One of the biggest pieces of advice given to aspiring writers is to write what you know. And if you’re an astronaut or a super-spy, then maybe there is something to that, but if you’re a middle-aged housewife who wants to write romantic suspense—not so much. I’ve never dismantled a bomb, held a gun, or run for my life (frankly, if I can avoid it, I never run anywhere—period).

That said, I do write what I know. I write about my experiences. The things I’ve seen, the people I’ve met. The places I’ve visited. And what I don’t know—well, I fill in the blanks with research. Lots of research. If you count all the papers, and books, and expert testimony I’ve read, I do actually know something about all of the things I write in my books. To make sure my writing is credible, I have to.

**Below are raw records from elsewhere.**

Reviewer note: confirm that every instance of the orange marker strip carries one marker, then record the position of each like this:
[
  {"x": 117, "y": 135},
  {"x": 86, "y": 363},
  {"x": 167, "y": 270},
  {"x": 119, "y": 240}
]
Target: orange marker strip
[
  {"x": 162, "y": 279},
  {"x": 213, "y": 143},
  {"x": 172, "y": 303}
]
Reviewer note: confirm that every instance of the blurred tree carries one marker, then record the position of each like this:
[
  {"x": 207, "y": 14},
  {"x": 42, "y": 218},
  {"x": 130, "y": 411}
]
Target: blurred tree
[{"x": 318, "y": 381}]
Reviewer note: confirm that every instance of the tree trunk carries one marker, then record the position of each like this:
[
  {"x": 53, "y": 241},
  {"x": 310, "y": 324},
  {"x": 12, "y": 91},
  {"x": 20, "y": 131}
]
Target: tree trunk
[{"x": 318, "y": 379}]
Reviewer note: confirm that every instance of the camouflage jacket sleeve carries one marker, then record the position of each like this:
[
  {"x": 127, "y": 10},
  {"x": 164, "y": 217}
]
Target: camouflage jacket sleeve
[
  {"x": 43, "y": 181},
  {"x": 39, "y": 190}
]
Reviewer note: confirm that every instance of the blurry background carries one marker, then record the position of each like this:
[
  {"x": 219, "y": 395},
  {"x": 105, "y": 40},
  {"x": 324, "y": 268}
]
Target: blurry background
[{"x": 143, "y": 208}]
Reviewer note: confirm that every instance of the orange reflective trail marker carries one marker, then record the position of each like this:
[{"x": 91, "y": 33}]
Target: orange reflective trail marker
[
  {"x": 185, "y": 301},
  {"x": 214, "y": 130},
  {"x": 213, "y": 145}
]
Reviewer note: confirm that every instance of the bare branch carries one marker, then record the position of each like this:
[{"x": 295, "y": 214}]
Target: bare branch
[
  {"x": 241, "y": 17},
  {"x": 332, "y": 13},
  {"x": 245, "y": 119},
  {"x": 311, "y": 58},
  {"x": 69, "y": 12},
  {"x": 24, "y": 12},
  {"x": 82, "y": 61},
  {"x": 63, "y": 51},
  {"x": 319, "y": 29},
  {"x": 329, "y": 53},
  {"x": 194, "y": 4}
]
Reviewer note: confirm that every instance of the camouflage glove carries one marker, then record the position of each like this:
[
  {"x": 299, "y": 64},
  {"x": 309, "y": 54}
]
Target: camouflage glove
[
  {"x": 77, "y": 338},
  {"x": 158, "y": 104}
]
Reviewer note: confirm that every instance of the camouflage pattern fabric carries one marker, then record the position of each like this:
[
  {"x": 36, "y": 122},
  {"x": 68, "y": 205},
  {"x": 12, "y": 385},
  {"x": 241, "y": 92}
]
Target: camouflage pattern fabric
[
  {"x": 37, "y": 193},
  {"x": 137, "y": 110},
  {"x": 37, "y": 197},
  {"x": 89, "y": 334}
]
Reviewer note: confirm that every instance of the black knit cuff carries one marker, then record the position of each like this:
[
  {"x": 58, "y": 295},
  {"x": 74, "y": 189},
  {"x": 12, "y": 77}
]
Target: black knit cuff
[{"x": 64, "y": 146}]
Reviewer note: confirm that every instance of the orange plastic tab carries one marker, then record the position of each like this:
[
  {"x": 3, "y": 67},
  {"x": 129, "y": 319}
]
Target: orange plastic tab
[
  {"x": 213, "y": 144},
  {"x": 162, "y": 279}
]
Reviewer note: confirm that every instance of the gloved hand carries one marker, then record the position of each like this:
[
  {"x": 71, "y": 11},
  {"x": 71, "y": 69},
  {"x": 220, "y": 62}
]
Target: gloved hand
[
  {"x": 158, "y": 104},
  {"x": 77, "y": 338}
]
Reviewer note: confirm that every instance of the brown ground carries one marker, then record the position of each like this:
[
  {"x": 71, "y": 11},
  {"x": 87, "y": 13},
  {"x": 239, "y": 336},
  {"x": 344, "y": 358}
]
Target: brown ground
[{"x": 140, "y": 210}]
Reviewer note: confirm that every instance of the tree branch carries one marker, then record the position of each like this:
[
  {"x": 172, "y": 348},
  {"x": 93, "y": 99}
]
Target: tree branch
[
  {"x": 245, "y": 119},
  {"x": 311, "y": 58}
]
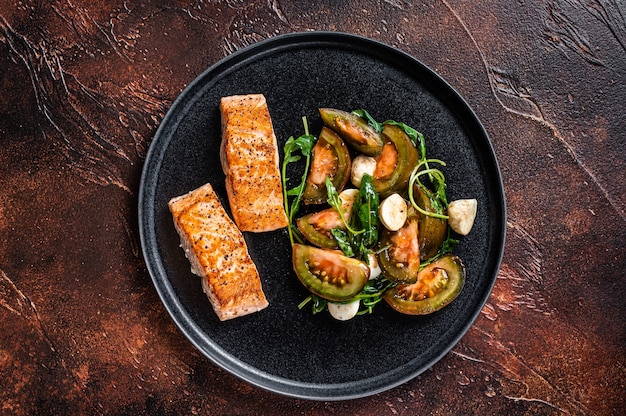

And I love the research. There’s just something so exciting about delving into a new subject and learning all about it. Double Danger, the newest installment in my A-Tac series, required a lot of research, most of it quite fascinating. I had to understand the workings of anthrax, should it be aerosolized. And I had to not only create an art gallery in Manhattan but add in an artist whose work was on display there.

I also had to understand trajectory and lighting so that I could write the shoot-out that occurs in a bayside warehouse in New Jersey.  In the real version, I passed on a boat tour of the island when I first moved here. There’s also a helicopter that crashes into the hospital at the beginning of the book. That idea was born from a real life event, a small plane that crashed into the side of an apartment building in Manhattan near where I live. I was in the hospital, only a few blocks away, at the time, and everything ground to a halt as the city tried to figure out what had happened. It was only an accident, but nevertheless, it got me thinking.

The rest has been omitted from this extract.